Sembrando mejor sobre el campo arado por el anterior juicio político, el Gobierno sigue arrasando las posiciones del menemismo. El menemismo... Y pensar que hace diez años eso fue la locura de muchos argentinos. Ese esperpento al que le cuesta coordinar sujeto, verbo y predicado de corrido con cierta pertinencia presidió el máximo tribunal del país. Otros ignorantes, navegando sobre una burbuja de estabilidad destruían la economía nacional. Y una perversa ejemplaridad se cimentaba desde el poder público. Duró diez años, fue una pesadilla, especialmente por el aval que colectó en los votantes, en los ciudadanos de a pie, en cenáculos culturales y universitarios, en técnicos de surtidos pelajes.
Carlos Menem ejercitó el poder con mano firme e hizo sentir su hegemonía cultural y política. Desde que él dejó la Casa Rosada y hasta que la ocupó el patagónico, nadie fue tan firme en sus convicciones y tan decidido para imponerlas. Como Menem, está dispuesto a barrer a quien se le ponga en el camino. Dos datos esenciales lo diferencian. El primero (al menos por ahora) es que intenta apegarse a la ley. El segundo es que su proyecto es bien distinto, sin exagerar, hasta antagónico del que arrasó este país.

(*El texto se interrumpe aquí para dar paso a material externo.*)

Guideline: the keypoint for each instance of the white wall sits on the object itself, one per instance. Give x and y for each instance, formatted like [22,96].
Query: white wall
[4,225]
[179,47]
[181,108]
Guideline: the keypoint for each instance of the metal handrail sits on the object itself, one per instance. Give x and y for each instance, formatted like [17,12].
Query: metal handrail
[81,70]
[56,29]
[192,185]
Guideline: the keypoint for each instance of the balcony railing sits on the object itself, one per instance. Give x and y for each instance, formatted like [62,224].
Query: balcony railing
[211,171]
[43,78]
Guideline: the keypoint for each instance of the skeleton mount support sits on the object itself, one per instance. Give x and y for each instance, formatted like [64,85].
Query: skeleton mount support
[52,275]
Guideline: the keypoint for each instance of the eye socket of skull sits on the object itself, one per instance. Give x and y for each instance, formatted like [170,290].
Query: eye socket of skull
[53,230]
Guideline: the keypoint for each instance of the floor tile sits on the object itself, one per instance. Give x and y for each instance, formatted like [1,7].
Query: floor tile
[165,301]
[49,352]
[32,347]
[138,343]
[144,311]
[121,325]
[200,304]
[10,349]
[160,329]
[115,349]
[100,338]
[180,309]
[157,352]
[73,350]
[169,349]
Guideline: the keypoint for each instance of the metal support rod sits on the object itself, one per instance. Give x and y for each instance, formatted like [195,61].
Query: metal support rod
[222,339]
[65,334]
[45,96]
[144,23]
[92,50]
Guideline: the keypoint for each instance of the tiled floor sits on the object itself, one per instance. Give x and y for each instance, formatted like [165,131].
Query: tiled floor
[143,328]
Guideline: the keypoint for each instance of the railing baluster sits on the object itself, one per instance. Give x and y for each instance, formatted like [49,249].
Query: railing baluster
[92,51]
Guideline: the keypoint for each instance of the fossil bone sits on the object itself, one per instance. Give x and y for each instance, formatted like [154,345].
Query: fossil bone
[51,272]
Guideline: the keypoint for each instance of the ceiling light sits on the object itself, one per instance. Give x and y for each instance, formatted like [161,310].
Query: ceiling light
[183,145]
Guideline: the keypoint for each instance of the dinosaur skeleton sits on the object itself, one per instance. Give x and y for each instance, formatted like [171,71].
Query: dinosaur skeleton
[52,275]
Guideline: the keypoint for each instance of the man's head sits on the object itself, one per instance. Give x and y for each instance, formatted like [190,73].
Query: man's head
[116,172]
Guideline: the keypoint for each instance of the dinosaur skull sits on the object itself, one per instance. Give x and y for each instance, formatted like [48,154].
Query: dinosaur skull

El poder político no es algo estático, dado de una vez para siempre. Contra lo que predican los posibilistas, lo real no es sólo lo actualmente existente sino también lo virtual disponible o generable. El poder, en tanto relación entre seres humanos, tiene magnitud variable, en función de la voluntad de los actores. Lo fascinante de la política es la aptitud de estirar los límites, de cambiar los escenarios, de hacer posible lo que –sin voluntad– asomaba como inimaginable. Un mes lleva el actual gobierno “haciendo política”, definiendo metas, adversarios, enemigos, sabiendo hacia qué arco patear. Y no sólo tiene la cabeza de Nazareno como trofeo sobre su chimenea, también niveles de consenso inimaginables semanas ha.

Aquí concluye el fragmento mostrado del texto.